Standard & Poor's Corp. cut its ratings Monday on about $30.9 billion of U.S. prime jumbo residential mortgage-backed securities issued in 2007 because of higher projected losses on high-priced homes.
The rating agency lowered ratings on 620 classes from 49 transactions. Many were lowered from AAA status.
Jumbo loans — those $417,000 and up — generally carry higher interest rates because they are too big to be guaranteed by Fannie Mae or Freddie Mac.
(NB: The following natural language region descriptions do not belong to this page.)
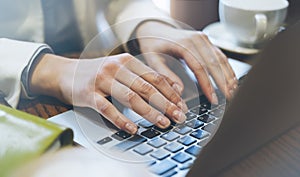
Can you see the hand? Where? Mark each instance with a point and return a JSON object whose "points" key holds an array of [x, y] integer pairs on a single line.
{"points": [[87, 82], [201, 56]]}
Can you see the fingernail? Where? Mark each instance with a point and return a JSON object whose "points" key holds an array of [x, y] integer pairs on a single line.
{"points": [[235, 86], [231, 93], [163, 121], [180, 116], [182, 106], [130, 128], [214, 99], [177, 88]]}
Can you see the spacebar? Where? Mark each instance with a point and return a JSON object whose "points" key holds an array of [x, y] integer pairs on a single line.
{"points": [[130, 143]]}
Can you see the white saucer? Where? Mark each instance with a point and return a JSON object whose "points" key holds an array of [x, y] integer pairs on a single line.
{"points": [[220, 37]]}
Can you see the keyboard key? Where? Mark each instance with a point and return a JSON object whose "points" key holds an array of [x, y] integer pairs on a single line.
{"points": [[199, 134], [104, 140], [151, 133], [170, 136], [162, 167], [160, 154], [173, 147], [203, 142], [217, 113], [145, 124], [223, 107], [143, 149], [185, 166], [187, 140], [206, 105], [206, 118], [121, 135], [158, 142], [182, 157], [151, 162], [193, 150], [217, 121], [163, 130], [210, 128], [130, 143], [170, 173], [195, 123], [190, 116], [199, 110], [182, 129]]}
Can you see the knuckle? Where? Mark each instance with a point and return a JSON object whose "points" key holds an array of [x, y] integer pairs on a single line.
{"points": [[173, 97], [131, 96], [109, 68], [159, 79], [203, 35], [126, 57], [147, 112], [200, 68], [145, 88], [103, 107], [214, 63], [119, 122]]}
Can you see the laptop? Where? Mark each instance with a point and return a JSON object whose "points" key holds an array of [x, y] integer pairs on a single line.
{"points": [[214, 136]]}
S&P said it expects a 40% loss severity on prime jumbo loans originated in 2006 and 2007.
The rating agency said the current credit support to the affected classes was insufficient to maintain their ratings, given the increase in projected losses.
S&P has said it expects loan losses to mirror 1999, which before 2005 was the worst year in the past decade for foreclosures on jumbo loans. The rating agency expects the 2007 losses to top the losses on the 1999 loans, but expects the losses' timing to be more similar to that year than any other.
The collateral on the downgraded deals includes both fixed-rate and adjustable-rate mortgages on one- to four-family residential properties. The downgraded bonds were part of deals put together by Bank of America Corp., Bear Stearns Cos. Inc. (now a part of JPMorgan Chase & Co.), and Continental Home Loans.